The research shows that exporters kept prices broadly unchanged as tariff rates rose. US importers then responded by increasing prices to shoppers, reinforcing inflationary pressure across a wide range of goods.
A familiar pattern from Trump’s first term
The findings mirror outcomes seen during Trump’s first presidency. When tariffs were introduced in 2018, exporters again avoided cutting prices, while US consumer prices rose. At the time, the New York Fed concluded that the main economic effect was higher costs for US buyers, with limited broader macroeconomic benefits.
The 2025 data suggest the same dynamic played out again, despite higher tariff levels and a broader scope of affected goods.
Global research confirms near total pass through
Independent research institutions have reached similar conclusions. The Kiel Institute for the World Economy in Germany reported last month that tariffs were almost fully passed through to US import prices.
After examining around 25 million trade transactions, Kiel researchers found that exporters in countries such as Brazil and India did not lower prices. Instead, trade volumes fell sharply, indicating that exporters preferred to ship fewer goods rather than accept reduced margins.
This behavior reduced supply into the US market and intensified price pressure for American buyers.

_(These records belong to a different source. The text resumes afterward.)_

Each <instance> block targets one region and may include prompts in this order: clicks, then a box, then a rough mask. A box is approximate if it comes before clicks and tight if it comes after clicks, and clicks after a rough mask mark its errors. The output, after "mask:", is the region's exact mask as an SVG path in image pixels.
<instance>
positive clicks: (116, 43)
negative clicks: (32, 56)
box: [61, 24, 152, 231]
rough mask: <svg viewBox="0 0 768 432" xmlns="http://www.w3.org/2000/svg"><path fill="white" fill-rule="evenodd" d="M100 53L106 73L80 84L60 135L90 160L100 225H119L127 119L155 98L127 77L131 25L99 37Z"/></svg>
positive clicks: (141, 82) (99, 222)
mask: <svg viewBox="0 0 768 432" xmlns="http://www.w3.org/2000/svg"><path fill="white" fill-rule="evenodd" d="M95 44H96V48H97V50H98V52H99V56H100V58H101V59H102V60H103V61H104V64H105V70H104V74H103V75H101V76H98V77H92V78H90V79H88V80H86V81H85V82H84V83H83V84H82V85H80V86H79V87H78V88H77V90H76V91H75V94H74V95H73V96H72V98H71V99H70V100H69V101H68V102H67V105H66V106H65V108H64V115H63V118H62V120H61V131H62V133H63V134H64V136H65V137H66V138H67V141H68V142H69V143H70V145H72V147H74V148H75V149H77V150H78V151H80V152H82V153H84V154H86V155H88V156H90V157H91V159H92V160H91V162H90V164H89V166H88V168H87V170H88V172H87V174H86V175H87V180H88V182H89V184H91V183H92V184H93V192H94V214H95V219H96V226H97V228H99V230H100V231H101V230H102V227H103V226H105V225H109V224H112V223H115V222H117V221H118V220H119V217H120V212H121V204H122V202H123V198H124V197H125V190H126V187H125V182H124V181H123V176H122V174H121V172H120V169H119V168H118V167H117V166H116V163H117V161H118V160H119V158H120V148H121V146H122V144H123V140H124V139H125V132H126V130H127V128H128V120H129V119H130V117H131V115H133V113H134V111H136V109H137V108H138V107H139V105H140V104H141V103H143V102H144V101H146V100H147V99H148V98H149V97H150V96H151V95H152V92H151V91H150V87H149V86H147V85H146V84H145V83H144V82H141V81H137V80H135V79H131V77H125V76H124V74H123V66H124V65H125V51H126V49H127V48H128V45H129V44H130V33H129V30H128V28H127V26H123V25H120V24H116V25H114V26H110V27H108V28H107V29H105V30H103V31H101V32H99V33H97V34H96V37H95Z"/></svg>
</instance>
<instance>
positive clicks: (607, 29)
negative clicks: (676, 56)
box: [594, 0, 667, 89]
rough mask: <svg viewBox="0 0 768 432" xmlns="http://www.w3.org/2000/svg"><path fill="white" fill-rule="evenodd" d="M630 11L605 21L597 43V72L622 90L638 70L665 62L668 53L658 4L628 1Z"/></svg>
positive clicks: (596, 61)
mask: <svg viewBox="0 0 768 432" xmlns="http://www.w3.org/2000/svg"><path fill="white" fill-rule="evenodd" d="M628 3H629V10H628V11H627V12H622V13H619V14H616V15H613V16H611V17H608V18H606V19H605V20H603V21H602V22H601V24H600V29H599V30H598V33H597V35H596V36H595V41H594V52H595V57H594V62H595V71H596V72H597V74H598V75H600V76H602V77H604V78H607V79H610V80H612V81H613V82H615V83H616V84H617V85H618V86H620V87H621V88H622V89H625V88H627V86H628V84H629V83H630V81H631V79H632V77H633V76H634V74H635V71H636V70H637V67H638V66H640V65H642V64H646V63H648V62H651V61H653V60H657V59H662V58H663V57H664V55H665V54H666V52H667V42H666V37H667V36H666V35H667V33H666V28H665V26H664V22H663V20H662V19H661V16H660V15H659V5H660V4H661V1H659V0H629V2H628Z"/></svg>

Tariffs function as a consumer tax
Additional analysis from the National Bureau of Economic Research supports the view that tariff costs were passed through almost entirely to US prices. Exporting countries effectively paid none of the bill.
The Tax Foundation, a US based think tank focused on tax policy, characterizes tariffs as a new form of consumer tax. Its estimates suggest that tariff increases in 2025 raised costs for the average US household by around 1,000 dollars. In 2026, that figure is expected to rise to roughly 1,300 dollars per household.
Even when accounting for reduced consumption due to higher prices, the effective tariff rate is now estimated at 9.9 percent. That is the highest average level recorded since 1946.
Tax cuts offset by higher prices
The Tax Foundation argues that any economic gains from tax cuts included in Trump’s so called Big Beautiful Bill are likely to be fully offset by higher consumer prices driven by tariffs.
For households, this means that nominal tax relief is eroded by rising living costs. For businesses, tariffs translate into higher input prices, weaker demand and increased uncertainty around trade policy.
Clear distributional consequences
The research paints a consistent picture of a tariff policy that fails to impose meaningful costs on foreign exporters, while instead acting as an internal price shock within the United States. The burden is spread across the economy but falls most heavily on lower and middle income households, which spend a larger share of income on goods affected by import duties.
The findings also highlight the limits of tariffs as a policy tool in a globalized economy. When suppliers choose to cut volumes rather than prices, the importing country ultimately absorbs most of the economic pain.